What Wiley says she values the most from her time at MSU is “the community.”

“With the English Department especially, I had such a close group of people,” she said. “We all had classes together, we’ve moved up together, and we have seen each other grow. There has just been so much support from one another.”

That support really became clear when Wiley’s father passed away unexpectedly this past year.

“I didn’t think I would be able to come back here. I didn’t think I could handle it, but as soon as I got back, the support that they offered just made it so much easier to come back and resume, despite the tragedy,” she said. “I value the community I have here the most.”
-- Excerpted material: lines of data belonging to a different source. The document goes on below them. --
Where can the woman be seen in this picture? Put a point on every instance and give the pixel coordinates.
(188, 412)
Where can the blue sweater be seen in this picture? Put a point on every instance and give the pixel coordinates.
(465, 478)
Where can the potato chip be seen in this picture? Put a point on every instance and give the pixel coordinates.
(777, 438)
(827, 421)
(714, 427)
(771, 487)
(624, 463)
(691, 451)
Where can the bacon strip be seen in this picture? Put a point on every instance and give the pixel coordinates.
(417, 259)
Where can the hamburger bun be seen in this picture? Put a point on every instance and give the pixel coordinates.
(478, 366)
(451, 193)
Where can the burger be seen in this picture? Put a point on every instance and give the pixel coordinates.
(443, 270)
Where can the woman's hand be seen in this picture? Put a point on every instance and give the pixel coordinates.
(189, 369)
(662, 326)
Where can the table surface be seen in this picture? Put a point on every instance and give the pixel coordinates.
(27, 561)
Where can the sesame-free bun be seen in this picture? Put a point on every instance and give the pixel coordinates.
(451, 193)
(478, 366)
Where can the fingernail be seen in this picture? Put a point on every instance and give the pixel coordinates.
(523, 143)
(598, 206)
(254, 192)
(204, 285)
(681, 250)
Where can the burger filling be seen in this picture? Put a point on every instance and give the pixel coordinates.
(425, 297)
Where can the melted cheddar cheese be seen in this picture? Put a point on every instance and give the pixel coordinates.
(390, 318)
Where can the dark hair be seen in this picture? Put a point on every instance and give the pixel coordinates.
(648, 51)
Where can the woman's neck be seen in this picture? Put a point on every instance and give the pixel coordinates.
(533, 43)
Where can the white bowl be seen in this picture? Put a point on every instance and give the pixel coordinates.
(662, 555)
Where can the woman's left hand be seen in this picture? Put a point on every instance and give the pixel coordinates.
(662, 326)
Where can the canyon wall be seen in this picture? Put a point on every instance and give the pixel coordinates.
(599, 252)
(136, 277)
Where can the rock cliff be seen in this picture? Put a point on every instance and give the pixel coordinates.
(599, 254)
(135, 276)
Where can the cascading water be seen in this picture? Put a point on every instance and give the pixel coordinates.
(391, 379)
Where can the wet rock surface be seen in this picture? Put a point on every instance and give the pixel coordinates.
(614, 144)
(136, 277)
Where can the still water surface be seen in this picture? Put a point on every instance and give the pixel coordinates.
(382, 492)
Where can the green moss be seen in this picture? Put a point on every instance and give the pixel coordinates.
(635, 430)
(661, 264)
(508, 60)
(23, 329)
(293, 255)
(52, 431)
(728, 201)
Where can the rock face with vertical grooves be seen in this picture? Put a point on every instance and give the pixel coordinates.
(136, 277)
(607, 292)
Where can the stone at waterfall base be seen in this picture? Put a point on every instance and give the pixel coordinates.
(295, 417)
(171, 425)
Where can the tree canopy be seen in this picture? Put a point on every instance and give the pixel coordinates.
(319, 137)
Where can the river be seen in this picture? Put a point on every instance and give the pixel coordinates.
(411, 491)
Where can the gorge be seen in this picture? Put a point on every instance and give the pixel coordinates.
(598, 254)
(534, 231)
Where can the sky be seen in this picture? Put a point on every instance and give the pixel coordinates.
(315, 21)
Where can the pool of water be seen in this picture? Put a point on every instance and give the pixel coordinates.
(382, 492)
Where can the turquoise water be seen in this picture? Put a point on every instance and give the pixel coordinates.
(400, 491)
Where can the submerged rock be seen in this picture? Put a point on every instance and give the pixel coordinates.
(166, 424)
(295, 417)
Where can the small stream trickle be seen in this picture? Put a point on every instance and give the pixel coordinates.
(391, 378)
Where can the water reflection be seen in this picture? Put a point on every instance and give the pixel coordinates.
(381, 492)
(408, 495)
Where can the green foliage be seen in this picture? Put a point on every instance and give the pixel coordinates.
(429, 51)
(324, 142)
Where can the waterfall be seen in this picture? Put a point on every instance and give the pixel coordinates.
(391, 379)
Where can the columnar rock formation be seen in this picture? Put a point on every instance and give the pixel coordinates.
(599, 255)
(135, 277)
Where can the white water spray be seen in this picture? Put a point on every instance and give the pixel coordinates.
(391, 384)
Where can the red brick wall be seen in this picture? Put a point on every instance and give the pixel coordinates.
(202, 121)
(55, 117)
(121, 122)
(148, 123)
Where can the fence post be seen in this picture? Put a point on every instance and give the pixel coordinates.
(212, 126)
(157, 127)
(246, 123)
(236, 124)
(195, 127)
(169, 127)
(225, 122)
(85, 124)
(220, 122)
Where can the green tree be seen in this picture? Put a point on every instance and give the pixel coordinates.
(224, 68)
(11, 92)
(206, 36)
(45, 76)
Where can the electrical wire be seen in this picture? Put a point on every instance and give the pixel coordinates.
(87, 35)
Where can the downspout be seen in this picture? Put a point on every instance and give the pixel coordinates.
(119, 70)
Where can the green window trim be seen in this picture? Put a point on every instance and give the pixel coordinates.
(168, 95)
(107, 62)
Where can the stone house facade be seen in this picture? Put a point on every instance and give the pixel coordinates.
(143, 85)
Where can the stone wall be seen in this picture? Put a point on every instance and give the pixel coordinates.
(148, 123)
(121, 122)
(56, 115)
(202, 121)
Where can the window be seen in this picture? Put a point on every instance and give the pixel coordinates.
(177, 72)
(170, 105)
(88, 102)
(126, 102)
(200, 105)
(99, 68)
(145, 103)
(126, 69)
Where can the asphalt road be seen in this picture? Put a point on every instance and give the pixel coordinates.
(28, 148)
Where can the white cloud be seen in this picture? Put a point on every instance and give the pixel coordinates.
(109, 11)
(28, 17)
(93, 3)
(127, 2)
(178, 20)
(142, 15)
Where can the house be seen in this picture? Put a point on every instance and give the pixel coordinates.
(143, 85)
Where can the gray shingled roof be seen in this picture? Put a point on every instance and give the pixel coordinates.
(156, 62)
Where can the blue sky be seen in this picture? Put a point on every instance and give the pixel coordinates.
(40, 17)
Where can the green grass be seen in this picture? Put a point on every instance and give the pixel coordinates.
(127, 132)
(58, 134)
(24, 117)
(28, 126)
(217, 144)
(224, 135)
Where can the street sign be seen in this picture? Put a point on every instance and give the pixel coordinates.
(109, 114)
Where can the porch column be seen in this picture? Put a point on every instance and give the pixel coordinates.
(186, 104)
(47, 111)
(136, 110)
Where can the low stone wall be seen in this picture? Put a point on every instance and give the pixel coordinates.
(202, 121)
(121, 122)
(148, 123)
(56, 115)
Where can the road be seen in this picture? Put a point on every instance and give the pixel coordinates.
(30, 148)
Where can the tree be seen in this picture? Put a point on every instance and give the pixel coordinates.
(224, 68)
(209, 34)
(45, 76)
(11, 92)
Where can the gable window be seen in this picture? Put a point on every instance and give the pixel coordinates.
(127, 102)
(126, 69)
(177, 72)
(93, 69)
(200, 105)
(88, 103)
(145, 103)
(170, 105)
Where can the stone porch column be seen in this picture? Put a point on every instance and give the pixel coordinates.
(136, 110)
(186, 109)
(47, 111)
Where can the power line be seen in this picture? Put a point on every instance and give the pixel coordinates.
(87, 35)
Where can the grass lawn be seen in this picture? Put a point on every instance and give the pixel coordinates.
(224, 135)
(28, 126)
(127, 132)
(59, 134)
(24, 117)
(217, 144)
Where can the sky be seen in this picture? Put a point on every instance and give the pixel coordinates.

Currently, Wiley assists with AP Literature and English classes at Haslett High School. Previously, she aided a seventh grade English classroom at Waverly Middle School and served as a classroom assistant at Wexford Montessori in Lansing, Michigan.

“I work with 12th graders at Haslett and I just love upperclassmen as sassy as they can be,” she said. “I really like the conversation that we can have. We can talk about serious topics, we can talk about social justice, we can talk about identity. They’re at a very special moment where they are about to figure out who they are going to be and where they are going to go. I just love that age group, and I like the material. I like teaching more difficult pieces and finding our way to tackle difficult texts and seeing the growth the students make not just in their learning but in themselves.

In a school this big, you can feel that you are unknown, so this is an opportunity to make my experience known.

This past November, Wiley presented her work on revealing linguistic prejudice in the classroom at the 2016 National Council of Teachers of English (NCTE) annual conference in Atlanta, Georgia.

“The NCTE annual convention was the first national conference I had ever attended, and it was a tremendous honor to be selected as a presenter,” she said. “It also was incredible to be around so many educators who want to make their classrooms a space where students feel valued.”

Following graduation, Wiley will student teach 11th and and 12th grade at North Farmington High School.